​One of the things that seems so curious about the Border Patrol’s dramatic expansion in recent years, the subject of our cover story this week, is all the money that the agency is pouring into places that make no sense given their distance from the border. Our sources told us that agents seemed to be looking for something to do–and now a Border Patrol whistleblower from Port Angeles has stepped forward with a jaw-dropping affirmation of that view.

“During our work shifts, other agents and I always talked about how coming to work was like the black hole, swallowing us up slowly with no purpose, no mission,” said agent Christian Sanchez in a statement he read at a Washington, D.C., forum on Friday put on by the Advisory Committee on Transparency, a project of the nonprofit Sunlight Foundation. (See Sanchez’s complete statement.)

Sanchez went public after a long-running feud with the Port Angeles station, where he was transferred in 2009 from San Diego. The agent said he was retaliated against after refusing to work overtime–something he felt constituted taxpayer “fraud,” given the lack of actual work to do.

While his supervisors insisted “there is lots of cross-border activity here,” Sanchez said he and fellow agents found none. So they spent their time driving around the Olympic Peninsula, which they came to refer to as the “Baja 500, ” after the car race. It’s a “bad” situation “for bored, high-energy men to be in,” he said.
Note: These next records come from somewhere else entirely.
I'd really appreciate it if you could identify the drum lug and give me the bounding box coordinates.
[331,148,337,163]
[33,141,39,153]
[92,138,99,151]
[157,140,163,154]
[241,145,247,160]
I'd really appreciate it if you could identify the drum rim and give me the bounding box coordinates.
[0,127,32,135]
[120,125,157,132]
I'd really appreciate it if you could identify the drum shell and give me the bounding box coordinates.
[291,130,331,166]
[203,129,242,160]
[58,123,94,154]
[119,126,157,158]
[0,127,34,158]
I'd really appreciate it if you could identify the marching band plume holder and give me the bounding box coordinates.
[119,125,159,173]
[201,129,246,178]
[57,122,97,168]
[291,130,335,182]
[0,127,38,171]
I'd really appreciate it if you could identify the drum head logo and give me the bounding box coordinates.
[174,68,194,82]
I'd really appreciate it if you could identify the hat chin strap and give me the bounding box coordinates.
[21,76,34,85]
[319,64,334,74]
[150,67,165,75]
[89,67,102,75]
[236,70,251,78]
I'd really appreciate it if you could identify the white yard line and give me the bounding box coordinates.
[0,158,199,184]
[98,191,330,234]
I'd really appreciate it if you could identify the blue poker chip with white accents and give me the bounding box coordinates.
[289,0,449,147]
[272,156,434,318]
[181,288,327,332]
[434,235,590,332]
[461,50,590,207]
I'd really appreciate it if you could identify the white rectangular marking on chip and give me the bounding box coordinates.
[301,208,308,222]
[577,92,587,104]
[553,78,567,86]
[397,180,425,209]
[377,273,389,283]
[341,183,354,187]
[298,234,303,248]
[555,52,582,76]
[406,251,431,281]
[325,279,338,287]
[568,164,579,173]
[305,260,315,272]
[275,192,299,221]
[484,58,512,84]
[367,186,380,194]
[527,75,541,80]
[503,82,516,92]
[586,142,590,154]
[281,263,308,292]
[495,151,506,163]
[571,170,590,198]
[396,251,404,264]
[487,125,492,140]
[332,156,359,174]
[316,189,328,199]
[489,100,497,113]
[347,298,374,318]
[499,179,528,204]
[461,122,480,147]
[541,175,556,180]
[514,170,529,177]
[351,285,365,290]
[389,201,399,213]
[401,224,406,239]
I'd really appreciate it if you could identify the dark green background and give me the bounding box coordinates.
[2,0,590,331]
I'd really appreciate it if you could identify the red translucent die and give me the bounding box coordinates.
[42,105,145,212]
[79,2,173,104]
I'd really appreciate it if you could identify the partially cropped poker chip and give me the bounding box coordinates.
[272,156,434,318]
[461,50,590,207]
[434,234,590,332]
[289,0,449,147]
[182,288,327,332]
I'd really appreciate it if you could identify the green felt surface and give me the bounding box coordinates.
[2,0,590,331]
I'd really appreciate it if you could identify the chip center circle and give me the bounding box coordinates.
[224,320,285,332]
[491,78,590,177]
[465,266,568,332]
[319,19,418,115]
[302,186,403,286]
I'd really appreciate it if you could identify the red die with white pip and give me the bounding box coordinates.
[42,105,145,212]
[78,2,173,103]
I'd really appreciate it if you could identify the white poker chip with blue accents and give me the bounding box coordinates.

Although Sanchez didn’t say so, this undoubtedly helps explain why Border Patrol cars are often spotted roving around Forks, home to a sizable Latino population, and why agents seem to be stopping people at random, without the “reasonable suspicion” legally required. It’s one way of looking busy.

And perhaps also one way of justifying a bigger “kingdom,” as Sanchez says his superiors regarded the Port Angeles station. Sanchez reveals that the station, which not long ago had four agents, now has more than 40, a number the Border Patrol has refused to divulge.

For the same reason, the station’s supervisors may be insisting that agents take overtime, suggests Shanna Devine, an investigator with the Government Accountability Project, a whistleblower advocacy organization that is providing Sanchez with legal counsel. “The illusion of activity” might give the impression that the outpost needed even “more men on the ground,” she says, speaking with SW this morning.

It’s a crazy scenario, and yet when Sanchez refused to go along with it, he says he was told by his superiors to get psychological help. He was also prevented from taking days off, stripped of his role as a Border Patrol chaplain (which he performed in addition to his regular duties as an agent), and subject to creepy monitoring by fellow agents (who would do a “slow roll” by his house and follow him to his Port Townsend attorney). The fact that agents would spend their time following him is yet more proof that they had nothing better to do, Devine says.

Jason Carroll, the agent in charge of the Port Angeles station, declines to comment except to say that Sanchez’s allegations are being investigated by U.S. Customs and Border Protect, which encompasses the Border Patrol.